Middletown GAC
- Founded:: 1900
- County:: Armagh
- Colours:: Black and White
- Grounds:: P. J. O'Neill Park
- Coordinates:: 54°17′48″N 6°50′50″W﻿ / ﻿54.29659°N 6.847135°W

Playing kits
| Standard colours |

Senior Club Championships
|  | All Ireland | Ulster champions | Armagh champions |
| Hurling: | - | - | 20 |

= Middletown GAA =

Armagh-based Gaelic games club

Middletown Eoghan Rua Gaelic Athletic Club, also known as Eoghan Ruadh (Owen Roe's), is a GAA club from Middletown, County Armagh, Northern Ireland. The club fields teams from under-6 level to senior level in Gaelic football, hurling and camogie; all teams use the club colours of black and white with the males playing with vertical stripes. Middletown has won many county championship and league titles, and has been successful in All Ireland club championships.
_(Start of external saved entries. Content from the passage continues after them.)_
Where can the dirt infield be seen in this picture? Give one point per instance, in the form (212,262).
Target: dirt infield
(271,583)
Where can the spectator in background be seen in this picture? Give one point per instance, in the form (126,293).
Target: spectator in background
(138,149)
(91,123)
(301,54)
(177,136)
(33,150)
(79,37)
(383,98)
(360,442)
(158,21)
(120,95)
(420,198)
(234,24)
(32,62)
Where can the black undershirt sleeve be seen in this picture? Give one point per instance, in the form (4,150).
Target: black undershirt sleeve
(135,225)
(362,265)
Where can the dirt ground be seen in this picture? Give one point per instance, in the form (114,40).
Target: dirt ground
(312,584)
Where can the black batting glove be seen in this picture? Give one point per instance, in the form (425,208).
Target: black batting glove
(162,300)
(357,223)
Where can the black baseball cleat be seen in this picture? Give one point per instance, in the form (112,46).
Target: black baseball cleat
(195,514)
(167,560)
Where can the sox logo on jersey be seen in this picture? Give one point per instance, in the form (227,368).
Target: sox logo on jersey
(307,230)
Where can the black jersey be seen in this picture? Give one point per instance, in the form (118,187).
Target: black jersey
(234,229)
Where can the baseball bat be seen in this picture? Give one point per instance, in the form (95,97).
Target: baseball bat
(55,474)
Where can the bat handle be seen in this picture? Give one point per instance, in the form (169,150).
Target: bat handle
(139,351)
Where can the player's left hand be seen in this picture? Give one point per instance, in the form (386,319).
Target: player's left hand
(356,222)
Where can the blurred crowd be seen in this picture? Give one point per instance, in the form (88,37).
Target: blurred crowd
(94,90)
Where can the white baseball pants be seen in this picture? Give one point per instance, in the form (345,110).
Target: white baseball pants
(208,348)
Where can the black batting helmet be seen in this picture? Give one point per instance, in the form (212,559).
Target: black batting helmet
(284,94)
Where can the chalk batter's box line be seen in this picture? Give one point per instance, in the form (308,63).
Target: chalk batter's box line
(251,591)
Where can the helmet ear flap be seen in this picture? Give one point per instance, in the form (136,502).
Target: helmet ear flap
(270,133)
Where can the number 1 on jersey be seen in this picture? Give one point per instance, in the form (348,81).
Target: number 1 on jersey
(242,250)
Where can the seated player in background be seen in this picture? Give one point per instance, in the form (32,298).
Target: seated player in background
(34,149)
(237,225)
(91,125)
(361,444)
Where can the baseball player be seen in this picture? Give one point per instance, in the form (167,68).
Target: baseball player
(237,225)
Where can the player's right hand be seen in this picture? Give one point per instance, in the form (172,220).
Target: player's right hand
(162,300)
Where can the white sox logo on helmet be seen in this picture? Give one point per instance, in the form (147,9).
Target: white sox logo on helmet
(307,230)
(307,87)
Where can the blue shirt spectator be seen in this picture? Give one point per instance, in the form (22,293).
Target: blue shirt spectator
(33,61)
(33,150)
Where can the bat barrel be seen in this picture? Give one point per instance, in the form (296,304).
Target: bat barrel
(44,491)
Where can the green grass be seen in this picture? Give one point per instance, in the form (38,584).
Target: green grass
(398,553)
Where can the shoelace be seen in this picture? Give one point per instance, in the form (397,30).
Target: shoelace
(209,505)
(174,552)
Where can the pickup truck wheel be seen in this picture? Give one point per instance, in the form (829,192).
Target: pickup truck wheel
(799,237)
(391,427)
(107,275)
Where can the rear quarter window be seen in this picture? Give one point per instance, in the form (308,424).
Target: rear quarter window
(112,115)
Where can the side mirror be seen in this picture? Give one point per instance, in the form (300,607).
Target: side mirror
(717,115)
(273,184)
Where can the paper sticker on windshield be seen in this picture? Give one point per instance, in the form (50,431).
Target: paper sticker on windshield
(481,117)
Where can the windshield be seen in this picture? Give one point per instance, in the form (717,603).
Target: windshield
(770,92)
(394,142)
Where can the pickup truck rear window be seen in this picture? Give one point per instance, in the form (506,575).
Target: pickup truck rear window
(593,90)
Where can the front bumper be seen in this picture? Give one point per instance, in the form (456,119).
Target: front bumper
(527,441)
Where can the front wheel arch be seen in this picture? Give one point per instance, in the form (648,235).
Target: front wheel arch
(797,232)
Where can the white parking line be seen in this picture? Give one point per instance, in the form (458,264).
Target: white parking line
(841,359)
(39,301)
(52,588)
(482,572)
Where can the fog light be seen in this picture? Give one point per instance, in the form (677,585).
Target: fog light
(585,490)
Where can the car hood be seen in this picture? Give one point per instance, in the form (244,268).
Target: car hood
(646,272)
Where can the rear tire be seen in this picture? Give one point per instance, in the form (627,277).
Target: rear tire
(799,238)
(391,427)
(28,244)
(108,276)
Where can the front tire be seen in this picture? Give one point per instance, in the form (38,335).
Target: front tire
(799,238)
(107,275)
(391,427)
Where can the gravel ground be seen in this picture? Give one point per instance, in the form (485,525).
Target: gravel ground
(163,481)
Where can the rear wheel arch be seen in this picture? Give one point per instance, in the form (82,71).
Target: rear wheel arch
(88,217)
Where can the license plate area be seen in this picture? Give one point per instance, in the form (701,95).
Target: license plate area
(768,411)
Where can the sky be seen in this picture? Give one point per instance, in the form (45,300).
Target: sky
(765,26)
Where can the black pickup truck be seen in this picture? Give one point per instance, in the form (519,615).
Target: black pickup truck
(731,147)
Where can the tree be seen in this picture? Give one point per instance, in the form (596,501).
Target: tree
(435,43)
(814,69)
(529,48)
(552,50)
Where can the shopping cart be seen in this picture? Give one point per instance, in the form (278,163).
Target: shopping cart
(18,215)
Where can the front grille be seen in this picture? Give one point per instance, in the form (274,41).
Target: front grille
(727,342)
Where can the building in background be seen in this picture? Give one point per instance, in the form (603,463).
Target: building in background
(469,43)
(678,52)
The club plays at P.J. O'Neill Park (Páirc P.J. Uí Néill).

==History==
The club was founded in the early 1900s. It was disbanded for a time in the 1960s, but was refounded in 1969. PJ O'Neill Park on Tullybrick Lane was founded in 1984.
==Hurling==
The club plays as Na Fianna in hurling, and has won the Armagh Senior Hurling Championship 20 times. They completed an historic 7 in a row in September 2025 with a win against Keady in the final.

===Honours===
- All-Ireland Intermediate Club Hurling Championship Runners-up 2012
- Ulster Intermediate Club Hurling Championship (2)
  - 2011, 2017
- Armagh Senior Hurling Championship (20)
  - 1981, 1985, 1986, 1991, 1995, 1999, 2000, 2006, 2009, 2011, 2012, 2015, 2016 2017, 2019, 2020, 2021, 2022, 2023, 2024, 2025

==Gaelic football==
The club plays as Eoghan Ruadh in football.

===Honours===
- Armagh Intermediate Football Championship (1)
  - 1976
- Armagh Junior Football Championship (2)
  - 1974, 2008

==Camogie==
The club's camogie teams play as St John's.

==Facilities==
Middletown's GAA pitch is called P.J. O'Neill Park, named after P.J. O'Neill who was prominent in the establishment of the club. A new pitch named Barret Field was opened beside it in 2009, to keep with the high demand of training space for Middletown's various teams and to encourage younger members' involvement in Gaelic games.